Den Geocache haben wir übrigens trotz zwischenzeitlichem Regenguss auch noch gefunden, wenn auch nach der für uns typischen sehr langen Suchzeit…

Ausflug zu Fuß

Waren wir gestern noch per Fahrrad unterwegs (was in der Höhe schon ein bisschen anstrengend ist), so wollten wir am Tag darauf die weitere Umgebung zu Fuß erkunden. Um ein Ziel vor Augen zu haben, suchten wir uns die Fundstelle von einigen antiken Felsmalereien aus, die sich 5 bis 6 km südlich von Villa de Leyva befinden sollen. Auf die spärliche Wegbeschreibung unseres Reiseführers vertrauend, machten wir uns bei bestem Sonnenschein auf den Weg.
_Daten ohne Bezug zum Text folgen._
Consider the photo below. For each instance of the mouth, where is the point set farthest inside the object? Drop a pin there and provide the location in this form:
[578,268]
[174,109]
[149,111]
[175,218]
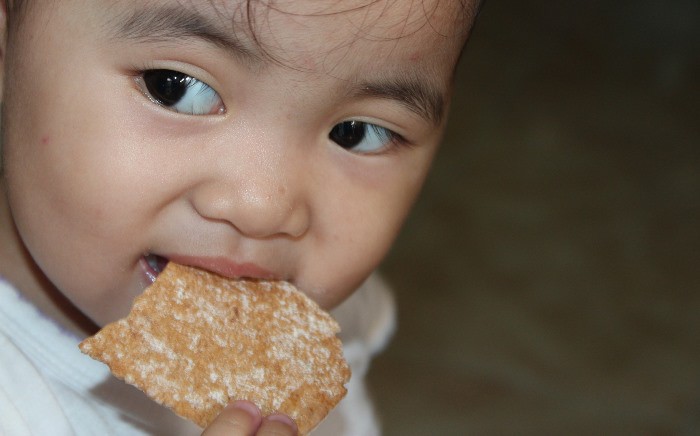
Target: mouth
[153,265]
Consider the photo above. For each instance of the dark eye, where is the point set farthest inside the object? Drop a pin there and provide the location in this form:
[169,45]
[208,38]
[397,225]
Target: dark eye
[361,137]
[180,92]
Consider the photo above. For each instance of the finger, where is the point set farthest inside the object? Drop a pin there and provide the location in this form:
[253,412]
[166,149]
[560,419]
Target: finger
[277,425]
[240,418]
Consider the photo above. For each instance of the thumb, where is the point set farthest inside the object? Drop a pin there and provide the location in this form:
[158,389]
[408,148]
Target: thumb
[240,418]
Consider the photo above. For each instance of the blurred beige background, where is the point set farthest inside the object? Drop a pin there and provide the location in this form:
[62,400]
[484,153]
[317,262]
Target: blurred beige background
[549,279]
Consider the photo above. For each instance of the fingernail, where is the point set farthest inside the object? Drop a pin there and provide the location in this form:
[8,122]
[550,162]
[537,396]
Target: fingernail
[284,419]
[247,407]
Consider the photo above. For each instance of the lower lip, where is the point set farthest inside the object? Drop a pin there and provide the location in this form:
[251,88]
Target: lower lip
[225,267]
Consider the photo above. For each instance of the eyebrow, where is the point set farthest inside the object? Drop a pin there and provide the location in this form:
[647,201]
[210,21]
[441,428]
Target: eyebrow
[158,24]
[420,97]
[165,24]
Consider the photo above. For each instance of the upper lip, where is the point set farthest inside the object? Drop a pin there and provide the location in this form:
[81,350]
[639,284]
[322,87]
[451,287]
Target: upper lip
[225,267]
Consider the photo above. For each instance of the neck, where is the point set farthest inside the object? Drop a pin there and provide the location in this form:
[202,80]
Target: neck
[19,268]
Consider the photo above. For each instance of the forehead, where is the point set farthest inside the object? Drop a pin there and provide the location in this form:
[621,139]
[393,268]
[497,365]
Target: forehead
[300,32]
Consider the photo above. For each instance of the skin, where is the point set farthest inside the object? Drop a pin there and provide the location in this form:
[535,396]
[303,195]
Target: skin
[96,173]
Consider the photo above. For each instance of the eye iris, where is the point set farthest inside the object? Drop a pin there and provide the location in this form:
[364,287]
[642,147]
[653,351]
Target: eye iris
[166,86]
[348,134]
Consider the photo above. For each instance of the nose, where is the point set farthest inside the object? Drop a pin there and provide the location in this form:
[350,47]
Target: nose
[258,203]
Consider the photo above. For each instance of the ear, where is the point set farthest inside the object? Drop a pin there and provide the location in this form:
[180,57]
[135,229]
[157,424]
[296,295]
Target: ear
[3,43]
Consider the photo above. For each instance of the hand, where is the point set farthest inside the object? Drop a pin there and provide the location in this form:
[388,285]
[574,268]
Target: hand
[243,418]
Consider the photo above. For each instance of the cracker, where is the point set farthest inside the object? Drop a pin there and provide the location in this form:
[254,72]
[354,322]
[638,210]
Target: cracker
[194,341]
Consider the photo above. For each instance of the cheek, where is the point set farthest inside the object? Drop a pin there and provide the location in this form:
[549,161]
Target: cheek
[365,209]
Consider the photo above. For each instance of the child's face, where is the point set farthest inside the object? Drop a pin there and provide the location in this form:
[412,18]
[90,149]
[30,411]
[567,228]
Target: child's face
[273,168]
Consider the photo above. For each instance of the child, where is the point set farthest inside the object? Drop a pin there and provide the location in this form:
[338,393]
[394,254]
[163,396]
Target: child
[281,140]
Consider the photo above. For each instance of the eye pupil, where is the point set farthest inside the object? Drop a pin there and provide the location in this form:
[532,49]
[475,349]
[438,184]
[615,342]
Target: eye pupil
[348,134]
[166,86]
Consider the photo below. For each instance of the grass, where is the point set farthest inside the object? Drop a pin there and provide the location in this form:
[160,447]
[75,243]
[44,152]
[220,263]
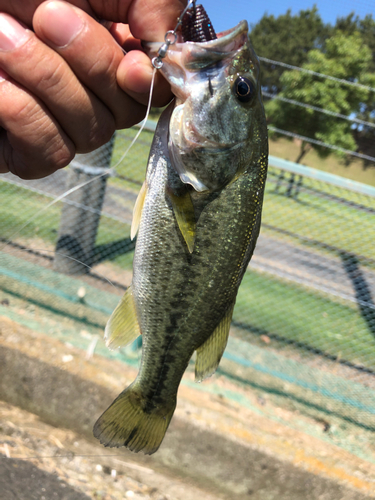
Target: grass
[328,222]
[268,305]
[356,170]
[264,303]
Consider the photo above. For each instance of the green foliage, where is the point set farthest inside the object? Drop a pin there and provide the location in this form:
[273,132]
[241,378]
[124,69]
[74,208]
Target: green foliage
[344,57]
[364,136]
[288,39]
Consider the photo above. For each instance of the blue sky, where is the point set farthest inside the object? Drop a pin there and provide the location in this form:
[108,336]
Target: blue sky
[225,14]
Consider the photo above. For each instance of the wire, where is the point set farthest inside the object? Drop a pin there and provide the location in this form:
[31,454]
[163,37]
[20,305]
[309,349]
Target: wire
[320,110]
[321,143]
[322,75]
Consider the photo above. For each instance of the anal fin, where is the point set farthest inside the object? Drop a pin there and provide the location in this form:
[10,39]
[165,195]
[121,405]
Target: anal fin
[210,353]
[122,327]
[137,210]
[185,216]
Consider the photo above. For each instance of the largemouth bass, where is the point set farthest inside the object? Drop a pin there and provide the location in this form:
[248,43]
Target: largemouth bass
[199,214]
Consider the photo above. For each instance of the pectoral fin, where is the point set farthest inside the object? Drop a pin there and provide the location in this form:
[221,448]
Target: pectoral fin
[209,354]
[137,210]
[122,327]
[184,212]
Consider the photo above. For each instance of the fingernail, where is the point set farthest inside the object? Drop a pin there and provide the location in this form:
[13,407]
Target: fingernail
[60,23]
[12,33]
[3,76]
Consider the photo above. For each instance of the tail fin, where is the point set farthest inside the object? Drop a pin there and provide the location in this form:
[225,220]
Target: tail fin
[127,423]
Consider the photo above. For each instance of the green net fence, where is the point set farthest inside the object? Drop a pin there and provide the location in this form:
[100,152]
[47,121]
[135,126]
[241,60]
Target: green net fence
[304,323]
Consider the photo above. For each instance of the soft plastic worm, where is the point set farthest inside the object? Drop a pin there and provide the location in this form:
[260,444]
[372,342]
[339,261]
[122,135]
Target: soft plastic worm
[196,25]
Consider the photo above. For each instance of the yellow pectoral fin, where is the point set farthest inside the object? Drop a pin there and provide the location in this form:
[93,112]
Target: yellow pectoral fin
[137,210]
[184,212]
[122,327]
[209,354]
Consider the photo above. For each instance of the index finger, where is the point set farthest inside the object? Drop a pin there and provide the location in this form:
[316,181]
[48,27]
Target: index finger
[148,19]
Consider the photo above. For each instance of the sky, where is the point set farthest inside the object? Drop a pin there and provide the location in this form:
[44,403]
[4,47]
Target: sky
[225,14]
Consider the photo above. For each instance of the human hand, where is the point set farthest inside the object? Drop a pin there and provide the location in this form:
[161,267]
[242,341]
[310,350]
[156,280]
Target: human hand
[67,87]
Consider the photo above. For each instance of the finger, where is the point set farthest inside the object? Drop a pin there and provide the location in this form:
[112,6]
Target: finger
[91,53]
[24,10]
[148,20]
[32,144]
[35,66]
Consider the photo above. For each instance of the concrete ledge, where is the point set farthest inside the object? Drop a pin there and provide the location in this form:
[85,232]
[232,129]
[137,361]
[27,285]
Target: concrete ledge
[212,442]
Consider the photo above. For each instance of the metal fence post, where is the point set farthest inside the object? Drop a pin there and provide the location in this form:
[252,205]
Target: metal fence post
[81,212]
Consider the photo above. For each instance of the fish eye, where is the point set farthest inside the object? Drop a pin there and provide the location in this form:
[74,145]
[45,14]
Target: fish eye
[244,89]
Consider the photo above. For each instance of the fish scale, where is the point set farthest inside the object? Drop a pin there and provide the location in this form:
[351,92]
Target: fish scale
[198,218]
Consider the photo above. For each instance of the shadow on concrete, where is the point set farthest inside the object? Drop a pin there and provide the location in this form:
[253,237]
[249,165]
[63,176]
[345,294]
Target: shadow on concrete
[362,290]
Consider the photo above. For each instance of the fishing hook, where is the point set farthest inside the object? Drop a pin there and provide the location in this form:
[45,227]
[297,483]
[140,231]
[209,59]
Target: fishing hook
[170,38]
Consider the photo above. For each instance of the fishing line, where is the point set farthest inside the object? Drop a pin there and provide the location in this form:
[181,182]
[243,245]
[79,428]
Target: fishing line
[106,171]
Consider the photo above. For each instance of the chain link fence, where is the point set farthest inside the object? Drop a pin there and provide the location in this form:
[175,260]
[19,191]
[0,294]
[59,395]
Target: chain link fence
[304,322]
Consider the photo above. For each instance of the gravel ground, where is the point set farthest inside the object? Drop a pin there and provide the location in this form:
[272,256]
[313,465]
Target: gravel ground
[41,462]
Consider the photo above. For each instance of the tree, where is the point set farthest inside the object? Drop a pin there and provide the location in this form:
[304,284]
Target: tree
[344,57]
[364,135]
[288,39]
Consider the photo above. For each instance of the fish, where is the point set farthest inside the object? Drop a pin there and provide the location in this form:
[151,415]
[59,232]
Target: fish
[198,217]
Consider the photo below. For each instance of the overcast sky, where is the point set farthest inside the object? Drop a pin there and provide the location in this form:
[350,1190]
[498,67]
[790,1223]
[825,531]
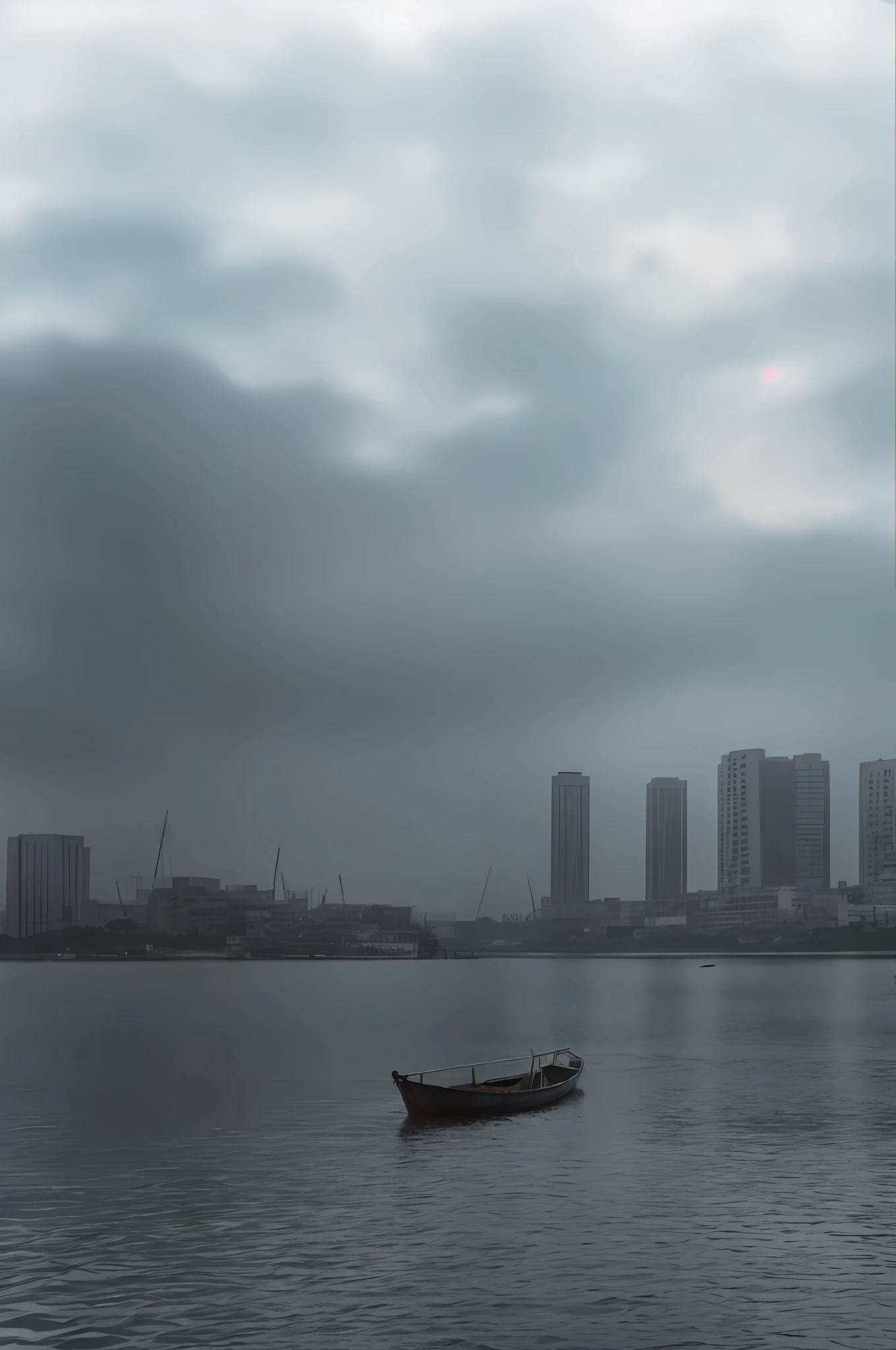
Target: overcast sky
[404,401]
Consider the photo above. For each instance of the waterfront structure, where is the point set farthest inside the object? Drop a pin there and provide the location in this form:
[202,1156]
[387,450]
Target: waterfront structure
[47,882]
[876,828]
[667,838]
[773,821]
[570,838]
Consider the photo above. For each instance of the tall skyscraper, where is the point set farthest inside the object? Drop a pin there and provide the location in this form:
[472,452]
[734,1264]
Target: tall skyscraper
[876,829]
[47,882]
[813,844]
[773,823]
[667,838]
[570,838]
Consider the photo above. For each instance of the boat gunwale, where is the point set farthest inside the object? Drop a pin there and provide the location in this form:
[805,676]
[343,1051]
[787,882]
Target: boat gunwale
[484,1064]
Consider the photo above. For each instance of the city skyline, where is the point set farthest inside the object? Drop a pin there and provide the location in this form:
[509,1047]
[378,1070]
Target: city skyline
[785,833]
[427,432]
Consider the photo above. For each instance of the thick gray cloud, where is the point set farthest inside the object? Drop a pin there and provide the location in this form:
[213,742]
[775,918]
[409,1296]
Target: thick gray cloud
[393,417]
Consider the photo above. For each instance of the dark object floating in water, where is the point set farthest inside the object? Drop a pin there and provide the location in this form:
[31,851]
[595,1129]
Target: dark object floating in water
[548,1078]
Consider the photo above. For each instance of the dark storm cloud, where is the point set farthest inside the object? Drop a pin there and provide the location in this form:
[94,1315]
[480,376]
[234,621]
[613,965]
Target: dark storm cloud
[181,552]
[427,434]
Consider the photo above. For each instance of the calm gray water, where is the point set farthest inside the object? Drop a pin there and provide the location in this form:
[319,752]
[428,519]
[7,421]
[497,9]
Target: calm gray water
[213,1155]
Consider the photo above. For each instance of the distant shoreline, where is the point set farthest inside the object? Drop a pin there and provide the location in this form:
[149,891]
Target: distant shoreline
[30,958]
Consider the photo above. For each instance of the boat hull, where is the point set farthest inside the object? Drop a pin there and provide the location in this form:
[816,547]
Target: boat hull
[428,1100]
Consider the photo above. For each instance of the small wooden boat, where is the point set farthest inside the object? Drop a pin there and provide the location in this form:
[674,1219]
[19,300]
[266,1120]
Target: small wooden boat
[547,1078]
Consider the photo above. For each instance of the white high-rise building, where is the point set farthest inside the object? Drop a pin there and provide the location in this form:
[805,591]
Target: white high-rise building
[813,841]
[570,838]
[47,882]
[773,823]
[876,831]
[740,835]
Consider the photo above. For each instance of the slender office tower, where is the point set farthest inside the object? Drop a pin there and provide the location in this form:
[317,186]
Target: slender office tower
[667,838]
[813,811]
[876,828]
[570,842]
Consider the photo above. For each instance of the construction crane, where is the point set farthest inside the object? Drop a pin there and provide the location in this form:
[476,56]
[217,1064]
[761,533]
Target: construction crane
[484,893]
[158,856]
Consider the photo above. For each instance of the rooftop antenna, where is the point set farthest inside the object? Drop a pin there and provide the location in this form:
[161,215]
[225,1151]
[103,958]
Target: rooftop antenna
[158,856]
[484,894]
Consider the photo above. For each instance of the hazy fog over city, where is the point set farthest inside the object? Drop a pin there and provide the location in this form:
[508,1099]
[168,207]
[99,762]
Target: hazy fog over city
[403,403]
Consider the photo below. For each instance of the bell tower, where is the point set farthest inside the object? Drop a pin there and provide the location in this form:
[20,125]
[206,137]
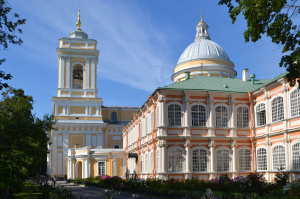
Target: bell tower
[78,57]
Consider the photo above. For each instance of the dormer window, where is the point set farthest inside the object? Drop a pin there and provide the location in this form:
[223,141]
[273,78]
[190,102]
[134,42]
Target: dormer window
[78,77]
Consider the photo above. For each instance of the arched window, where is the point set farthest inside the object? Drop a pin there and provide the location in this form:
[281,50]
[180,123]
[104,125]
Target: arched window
[242,117]
[114,117]
[199,158]
[277,109]
[151,161]
[295,103]
[198,115]
[278,157]
[157,161]
[260,115]
[221,116]
[146,163]
[141,163]
[175,160]
[174,115]
[223,160]
[261,159]
[296,156]
[78,77]
[244,160]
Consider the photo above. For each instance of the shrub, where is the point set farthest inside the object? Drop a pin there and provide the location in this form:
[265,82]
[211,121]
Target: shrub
[254,183]
[282,177]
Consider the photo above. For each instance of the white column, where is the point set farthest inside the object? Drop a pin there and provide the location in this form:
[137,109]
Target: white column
[163,112]
[287,154]
[68,73]
[83,169]
[73,169]
[87,72]
[188,162]
[99,140]
[93,73]
[124,167]
[269,158]
[212,157]
[62,72]
[87,169]
[164,157]
[88,139]
[234,157]
[114,166]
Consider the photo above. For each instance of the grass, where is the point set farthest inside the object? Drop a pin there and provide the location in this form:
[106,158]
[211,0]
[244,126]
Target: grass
[29,191]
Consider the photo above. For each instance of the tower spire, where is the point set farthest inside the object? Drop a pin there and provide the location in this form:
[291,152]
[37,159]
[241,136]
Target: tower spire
[78,23]
[202,30]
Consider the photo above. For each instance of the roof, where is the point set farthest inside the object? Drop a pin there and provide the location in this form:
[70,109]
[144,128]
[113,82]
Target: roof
[203,49]
[219,84]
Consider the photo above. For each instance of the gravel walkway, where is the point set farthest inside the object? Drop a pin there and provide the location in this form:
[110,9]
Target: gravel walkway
[92,193]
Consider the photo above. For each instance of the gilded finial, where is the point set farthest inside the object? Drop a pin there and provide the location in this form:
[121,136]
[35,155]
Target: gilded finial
[78,23]
[201,15]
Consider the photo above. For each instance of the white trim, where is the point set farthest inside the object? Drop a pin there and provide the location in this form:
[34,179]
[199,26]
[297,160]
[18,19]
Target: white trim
[183,159]
[238,160]
[207,159]
[215,114]
[104,161]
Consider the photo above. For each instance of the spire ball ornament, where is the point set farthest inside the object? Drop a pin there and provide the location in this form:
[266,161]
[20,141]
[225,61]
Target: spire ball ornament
[78,23]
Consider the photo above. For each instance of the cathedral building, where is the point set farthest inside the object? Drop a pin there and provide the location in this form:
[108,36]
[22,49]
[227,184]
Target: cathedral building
[208,123]
[87,138]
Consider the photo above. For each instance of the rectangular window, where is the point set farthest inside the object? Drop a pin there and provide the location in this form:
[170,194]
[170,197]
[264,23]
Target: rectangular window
[156,116]
[101,168]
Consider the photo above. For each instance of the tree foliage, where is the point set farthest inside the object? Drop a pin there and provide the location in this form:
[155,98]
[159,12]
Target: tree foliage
[23,140]
[9,25]
[278,20]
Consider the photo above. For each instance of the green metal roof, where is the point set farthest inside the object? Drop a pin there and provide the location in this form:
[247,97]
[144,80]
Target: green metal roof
[219,84]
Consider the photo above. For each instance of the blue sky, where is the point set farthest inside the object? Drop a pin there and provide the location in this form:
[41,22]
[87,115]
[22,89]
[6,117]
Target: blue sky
[140,42]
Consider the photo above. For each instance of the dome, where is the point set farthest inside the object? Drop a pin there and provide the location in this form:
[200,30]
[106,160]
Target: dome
[203,49]
[203,57]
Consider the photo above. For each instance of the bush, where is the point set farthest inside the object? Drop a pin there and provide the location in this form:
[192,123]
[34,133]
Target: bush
[282,177]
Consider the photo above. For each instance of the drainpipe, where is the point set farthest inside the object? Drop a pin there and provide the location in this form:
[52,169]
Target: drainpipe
[251,125]
[252,76]
[187,75]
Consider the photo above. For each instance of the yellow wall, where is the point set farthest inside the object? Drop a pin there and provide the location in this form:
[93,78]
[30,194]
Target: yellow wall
[77,109]
[79,170]
[76,138]
[109,167]
[120,167]
[121,114]
[94,167]
[198,62]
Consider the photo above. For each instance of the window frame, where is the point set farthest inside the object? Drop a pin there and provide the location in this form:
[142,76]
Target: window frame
[101,161]
[245,156]
[260,111]
[292,156]
[174,114]
[72,77]
[297,101]
[275,114]
[242,116]
[182,159]
[207,159]
[199,114]
[227,116]
[273,159]
[229,159]
[261,155]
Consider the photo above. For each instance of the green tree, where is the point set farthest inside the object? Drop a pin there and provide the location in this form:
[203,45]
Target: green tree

Dass wir dabei alle zehn Meter stehen bleiben mussten, um Landschaft, Blumen oder Menschen zu fotografieren, versteht sich von selbst. Wir sind nach wie vor überwältigt vom Anblick der Berge und davon, wie Licht und Schatten darauf spielen. Die Farben – von Rostrot bis hin zu saftigstem Grün – sind genau so, wie wir uns das ausgemalt haben. Und die Weite, die sich vor uns erstreckt, lässt uns immer wieder tief durchatmen.

Die Felsmalereien haben wir übrigens nicht gefunden. Vermutlich liegt der Zugang noch deutlich hinter unserer Wanderreichweite. (Normalerweise soll man dort mit dem Taxi o.ä. hinfahren…) Dafür haben wir auf einigen Umwegen so viel Schönes gesehen, dass wir das kaum bereuen können. Mindestens einer dieser Umwege war übrigens vermutlich illegal. Jedenfalls hatten wir zuvor ein geschlossenes Tor gekonnt ignoriert und waren stattdessen einem schmalen Trampelpfad gefolgt, aus dem Momente zuvor ein wendiges Moped geknattert kam. Wir hatten gehofft, dass es dort direkt zu dem Malereien geht. Stattdessen begegneten wir nur ein paar Ziegen.

¡Adiós, Villa de Leyva!

Viel zu schnell ist die Zeit in Villa de Leyva vorbei gegangen. Jan hat noch einmal ein fürstliches Mahl gezaubert, wozu wir kolumbianisches Bier genießen. (Gesponsert von unseren zeitweiligen französischen Mitbewohnern, die heute bereits weitergezogen sind. Die beiden, Charlotte und Hugo, haben übrigens sehr interessante Projekte ins Leben gerufen, die unter My Travel Motion firmieren. Wir werden die beiden definitiv verfolgen!)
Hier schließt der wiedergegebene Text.